Гутыря и Шмиль пополнили диски автоматов и обоймы пистолетов патронами, осмотрели гранаты и подрыватели к ним, затянули потуже парашютные стропы на сапогах. Тонкие, прочные парашютные стропы они всегда носили с собой. А перед боем, перед выходом в разведку подвязывали ими на всякий случай сапоги.
— Я оставлю вам, товарищ старший лейтенант, полевую сумку. Мешать будет. В ней письма, документы, — обратился к ротному Гутыря.
— Давай, — кивнул Сероштан. — И отправляйтесь. Мы прикроем вас. Будьте осторожны.
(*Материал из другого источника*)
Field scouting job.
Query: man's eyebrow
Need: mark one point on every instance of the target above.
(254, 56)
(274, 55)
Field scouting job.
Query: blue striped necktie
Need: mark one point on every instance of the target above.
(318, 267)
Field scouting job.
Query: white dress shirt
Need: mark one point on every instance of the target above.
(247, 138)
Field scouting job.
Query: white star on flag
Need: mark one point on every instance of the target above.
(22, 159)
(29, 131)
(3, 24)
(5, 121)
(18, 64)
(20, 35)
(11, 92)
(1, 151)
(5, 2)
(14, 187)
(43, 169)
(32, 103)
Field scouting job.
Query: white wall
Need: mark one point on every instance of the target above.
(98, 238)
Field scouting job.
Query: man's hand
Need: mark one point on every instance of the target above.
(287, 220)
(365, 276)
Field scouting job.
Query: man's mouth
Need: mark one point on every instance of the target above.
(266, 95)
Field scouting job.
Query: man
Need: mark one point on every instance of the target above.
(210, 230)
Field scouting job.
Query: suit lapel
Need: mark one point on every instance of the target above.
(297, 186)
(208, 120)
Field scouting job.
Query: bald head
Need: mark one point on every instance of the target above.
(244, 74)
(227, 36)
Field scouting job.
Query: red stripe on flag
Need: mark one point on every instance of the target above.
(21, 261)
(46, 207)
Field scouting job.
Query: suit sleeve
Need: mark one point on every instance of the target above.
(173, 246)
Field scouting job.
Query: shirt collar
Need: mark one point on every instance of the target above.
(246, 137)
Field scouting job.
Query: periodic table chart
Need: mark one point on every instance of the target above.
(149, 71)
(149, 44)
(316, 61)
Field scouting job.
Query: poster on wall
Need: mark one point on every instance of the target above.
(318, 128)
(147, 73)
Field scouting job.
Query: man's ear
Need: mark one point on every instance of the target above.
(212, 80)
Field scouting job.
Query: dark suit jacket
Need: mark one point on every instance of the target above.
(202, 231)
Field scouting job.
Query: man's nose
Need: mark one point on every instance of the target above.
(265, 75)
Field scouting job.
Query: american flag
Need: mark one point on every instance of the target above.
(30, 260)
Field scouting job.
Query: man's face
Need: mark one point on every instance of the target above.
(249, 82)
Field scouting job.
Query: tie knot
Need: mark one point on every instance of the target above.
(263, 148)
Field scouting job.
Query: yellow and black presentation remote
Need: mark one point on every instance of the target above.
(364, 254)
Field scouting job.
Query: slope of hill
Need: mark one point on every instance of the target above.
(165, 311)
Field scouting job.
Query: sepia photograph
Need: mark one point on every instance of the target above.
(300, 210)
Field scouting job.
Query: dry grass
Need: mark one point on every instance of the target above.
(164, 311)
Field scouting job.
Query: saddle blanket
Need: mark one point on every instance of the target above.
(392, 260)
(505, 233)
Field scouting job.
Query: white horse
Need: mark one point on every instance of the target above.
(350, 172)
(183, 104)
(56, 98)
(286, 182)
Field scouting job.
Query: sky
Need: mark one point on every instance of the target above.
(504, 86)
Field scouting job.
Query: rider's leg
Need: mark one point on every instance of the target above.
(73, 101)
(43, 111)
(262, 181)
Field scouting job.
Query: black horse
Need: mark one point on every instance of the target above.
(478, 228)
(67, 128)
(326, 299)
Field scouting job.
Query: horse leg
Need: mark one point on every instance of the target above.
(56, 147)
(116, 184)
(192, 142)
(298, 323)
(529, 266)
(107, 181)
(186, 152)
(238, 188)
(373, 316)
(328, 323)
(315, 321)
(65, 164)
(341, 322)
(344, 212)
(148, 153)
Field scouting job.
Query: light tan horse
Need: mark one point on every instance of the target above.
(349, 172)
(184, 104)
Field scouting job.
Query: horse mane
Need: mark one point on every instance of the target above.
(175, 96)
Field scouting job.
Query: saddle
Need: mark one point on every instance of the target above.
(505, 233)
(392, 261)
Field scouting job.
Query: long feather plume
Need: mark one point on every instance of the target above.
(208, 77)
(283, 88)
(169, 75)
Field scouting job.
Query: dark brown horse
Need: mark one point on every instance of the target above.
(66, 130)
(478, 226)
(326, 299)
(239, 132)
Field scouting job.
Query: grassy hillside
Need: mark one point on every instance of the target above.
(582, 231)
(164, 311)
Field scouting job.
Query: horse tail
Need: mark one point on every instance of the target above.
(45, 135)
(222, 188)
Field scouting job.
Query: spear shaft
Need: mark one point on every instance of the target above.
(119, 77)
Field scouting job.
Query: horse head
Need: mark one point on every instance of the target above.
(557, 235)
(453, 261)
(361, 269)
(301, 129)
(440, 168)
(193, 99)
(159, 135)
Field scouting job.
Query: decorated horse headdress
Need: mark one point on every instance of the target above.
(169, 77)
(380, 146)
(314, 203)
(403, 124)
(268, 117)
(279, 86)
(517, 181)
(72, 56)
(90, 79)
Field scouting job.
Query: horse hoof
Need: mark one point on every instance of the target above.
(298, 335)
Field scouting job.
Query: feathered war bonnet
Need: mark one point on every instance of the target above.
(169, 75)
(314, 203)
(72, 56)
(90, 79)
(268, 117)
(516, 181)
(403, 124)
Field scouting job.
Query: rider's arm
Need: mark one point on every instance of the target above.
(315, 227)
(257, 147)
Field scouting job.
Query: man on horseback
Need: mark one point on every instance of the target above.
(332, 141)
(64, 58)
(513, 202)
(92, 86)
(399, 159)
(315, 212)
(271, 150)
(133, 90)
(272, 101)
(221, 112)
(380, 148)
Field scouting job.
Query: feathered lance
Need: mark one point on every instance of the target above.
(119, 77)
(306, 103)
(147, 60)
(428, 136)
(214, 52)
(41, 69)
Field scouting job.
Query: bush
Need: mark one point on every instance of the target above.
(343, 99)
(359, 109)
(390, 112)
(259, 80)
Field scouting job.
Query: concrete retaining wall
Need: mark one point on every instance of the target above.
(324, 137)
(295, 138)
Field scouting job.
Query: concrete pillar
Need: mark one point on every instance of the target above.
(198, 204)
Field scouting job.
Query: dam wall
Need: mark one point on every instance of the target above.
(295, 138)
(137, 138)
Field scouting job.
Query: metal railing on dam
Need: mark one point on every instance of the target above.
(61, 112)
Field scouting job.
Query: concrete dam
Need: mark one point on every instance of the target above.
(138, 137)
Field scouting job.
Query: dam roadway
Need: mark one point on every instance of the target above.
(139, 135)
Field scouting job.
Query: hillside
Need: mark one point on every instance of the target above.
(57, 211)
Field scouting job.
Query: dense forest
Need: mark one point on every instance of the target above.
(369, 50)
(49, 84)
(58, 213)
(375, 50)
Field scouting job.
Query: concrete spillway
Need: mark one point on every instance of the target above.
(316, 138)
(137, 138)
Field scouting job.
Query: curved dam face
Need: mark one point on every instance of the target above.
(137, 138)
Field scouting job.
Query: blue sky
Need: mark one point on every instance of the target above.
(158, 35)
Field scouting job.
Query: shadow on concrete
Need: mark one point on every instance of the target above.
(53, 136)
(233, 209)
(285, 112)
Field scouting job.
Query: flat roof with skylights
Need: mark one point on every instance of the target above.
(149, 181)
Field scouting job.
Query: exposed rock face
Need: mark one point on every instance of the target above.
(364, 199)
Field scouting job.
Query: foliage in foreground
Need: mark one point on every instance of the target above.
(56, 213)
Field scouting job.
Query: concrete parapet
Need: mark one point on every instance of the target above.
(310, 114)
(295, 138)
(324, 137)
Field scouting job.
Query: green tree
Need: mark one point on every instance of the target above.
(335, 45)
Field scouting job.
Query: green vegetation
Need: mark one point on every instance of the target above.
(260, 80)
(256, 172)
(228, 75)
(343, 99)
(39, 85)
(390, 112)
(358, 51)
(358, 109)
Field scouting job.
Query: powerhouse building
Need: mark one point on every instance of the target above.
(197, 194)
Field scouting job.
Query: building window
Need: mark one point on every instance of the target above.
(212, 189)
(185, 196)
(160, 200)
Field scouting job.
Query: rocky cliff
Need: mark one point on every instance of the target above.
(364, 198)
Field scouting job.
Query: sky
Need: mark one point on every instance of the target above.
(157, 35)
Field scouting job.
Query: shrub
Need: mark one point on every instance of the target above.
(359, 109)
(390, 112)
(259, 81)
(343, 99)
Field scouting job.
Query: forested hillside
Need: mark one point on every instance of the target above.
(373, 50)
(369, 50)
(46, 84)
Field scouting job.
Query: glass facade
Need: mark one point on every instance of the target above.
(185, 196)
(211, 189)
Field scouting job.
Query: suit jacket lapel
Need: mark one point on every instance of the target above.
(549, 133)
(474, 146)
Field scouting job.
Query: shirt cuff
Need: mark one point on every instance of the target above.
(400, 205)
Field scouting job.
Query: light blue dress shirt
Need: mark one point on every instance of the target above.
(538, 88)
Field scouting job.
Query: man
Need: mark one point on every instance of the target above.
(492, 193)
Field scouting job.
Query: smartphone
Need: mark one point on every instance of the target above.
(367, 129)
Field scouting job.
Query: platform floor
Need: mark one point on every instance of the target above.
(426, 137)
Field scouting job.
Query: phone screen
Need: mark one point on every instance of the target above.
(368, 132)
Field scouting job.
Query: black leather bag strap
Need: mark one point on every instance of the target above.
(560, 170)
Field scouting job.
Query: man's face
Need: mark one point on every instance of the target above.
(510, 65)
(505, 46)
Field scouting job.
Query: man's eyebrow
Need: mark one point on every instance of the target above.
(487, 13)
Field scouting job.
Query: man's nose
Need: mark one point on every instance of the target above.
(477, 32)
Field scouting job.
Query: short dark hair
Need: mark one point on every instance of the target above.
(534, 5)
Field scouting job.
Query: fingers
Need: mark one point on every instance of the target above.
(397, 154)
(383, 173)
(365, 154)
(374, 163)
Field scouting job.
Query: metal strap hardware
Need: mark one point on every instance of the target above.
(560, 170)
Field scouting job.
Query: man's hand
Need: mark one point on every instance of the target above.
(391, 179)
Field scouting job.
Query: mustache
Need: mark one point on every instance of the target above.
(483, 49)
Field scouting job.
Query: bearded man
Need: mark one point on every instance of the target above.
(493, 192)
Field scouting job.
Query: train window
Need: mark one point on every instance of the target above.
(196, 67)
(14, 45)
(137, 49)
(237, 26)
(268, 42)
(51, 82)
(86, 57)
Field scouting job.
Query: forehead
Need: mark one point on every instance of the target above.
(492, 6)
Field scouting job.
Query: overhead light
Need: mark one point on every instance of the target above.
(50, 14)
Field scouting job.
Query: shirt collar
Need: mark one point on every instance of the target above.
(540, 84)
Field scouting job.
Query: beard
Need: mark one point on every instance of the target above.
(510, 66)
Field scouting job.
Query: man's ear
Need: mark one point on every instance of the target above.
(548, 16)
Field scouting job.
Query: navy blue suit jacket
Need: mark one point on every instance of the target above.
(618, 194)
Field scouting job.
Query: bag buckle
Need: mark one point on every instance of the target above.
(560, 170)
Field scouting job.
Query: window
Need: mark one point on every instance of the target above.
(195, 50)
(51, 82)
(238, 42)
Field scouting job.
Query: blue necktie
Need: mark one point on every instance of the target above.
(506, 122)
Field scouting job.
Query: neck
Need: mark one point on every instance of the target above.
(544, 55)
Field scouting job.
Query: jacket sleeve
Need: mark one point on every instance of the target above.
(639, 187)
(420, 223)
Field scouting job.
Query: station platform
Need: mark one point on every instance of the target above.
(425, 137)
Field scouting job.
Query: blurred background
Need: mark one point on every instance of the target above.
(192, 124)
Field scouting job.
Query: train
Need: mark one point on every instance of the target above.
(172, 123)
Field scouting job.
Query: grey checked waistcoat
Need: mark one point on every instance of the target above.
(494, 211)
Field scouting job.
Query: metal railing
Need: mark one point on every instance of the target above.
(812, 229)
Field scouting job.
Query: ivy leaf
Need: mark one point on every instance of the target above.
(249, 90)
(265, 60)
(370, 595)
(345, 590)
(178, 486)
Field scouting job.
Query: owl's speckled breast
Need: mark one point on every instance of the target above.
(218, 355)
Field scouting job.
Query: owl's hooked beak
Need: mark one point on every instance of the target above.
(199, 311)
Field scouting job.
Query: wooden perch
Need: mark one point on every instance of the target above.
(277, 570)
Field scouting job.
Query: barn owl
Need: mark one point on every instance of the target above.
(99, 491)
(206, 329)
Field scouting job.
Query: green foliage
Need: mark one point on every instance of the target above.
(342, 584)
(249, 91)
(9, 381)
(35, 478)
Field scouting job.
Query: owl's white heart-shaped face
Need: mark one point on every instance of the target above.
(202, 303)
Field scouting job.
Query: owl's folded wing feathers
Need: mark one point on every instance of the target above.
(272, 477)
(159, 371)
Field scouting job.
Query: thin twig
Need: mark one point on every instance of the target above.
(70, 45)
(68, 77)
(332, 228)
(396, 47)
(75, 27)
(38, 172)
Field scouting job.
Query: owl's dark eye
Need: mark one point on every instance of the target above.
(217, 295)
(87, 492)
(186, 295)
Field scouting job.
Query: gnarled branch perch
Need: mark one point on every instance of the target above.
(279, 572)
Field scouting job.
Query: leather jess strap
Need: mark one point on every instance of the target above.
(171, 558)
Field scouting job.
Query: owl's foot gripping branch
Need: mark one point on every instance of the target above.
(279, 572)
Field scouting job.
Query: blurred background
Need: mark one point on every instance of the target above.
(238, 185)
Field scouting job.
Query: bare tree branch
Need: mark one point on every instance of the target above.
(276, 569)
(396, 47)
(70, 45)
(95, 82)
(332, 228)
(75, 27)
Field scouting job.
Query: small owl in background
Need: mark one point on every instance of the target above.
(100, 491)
Шмиль и Устин побежали среди кустов лещины и сосенок, которыми заканчивался лес, ко рву, тянувшемуся до самых огородов. В нескольких шагах от рва — хорошо укатанная дорога. И ров и дорога пересекали поле в том месте, где оно немного возвышалось. Скрытые этим холмиком Шмиль и Устин небыли видны немецким пулеметчикам. «Мертвую зону» они преодолели быстро. Оба высокие, поэтому бежали, наклонив головы. Когда добрались до рва, пулеметчик на хлеве заметил их, дал длинную очередь.
— Собака! — выругался Шмиль.
— Ложись! — крикнул Устин.
Оба прыгнули в ров, прижались к влажной земле.
Пулеметчик дал еще одну очередь. Пули просвистели над головами.
В ту же минуту отозвались и пулеметчики мотострелков. Немцы перенесли огонь на них. Этим воспользовались Шмиль и Гутыря. Где ползком, где перебежками они стали продвигаться по рву к селу.
«Интересно, сколько же километров я прополз с тех пор, как начал служить на границе, с августа сорокового до сегодняшнего октября сорок третьего?» — стал прикидывать Шмиль.
Где-то в селе опять залаял пес.
В роду Мукаговых, как везде в Осетии, уважали собак — помогали они пасти скот. Шмиль всегда кого-нибудь пас: гусей, овец, коз, волов и, наконец, коней — пасти их доверяли только опытным, надежным пастухам. Собаки были верными помощниками ребят-чабанов. А его дедушка называл собаками злостных, завистливых, чересчур горячих «кровников», готовых ради какой-нибудь мелочи начать драку с другим родом. «Дурные они собаки… — говорил он. — Ведь это ж только собаки бросаются в драку без всякой на то причины».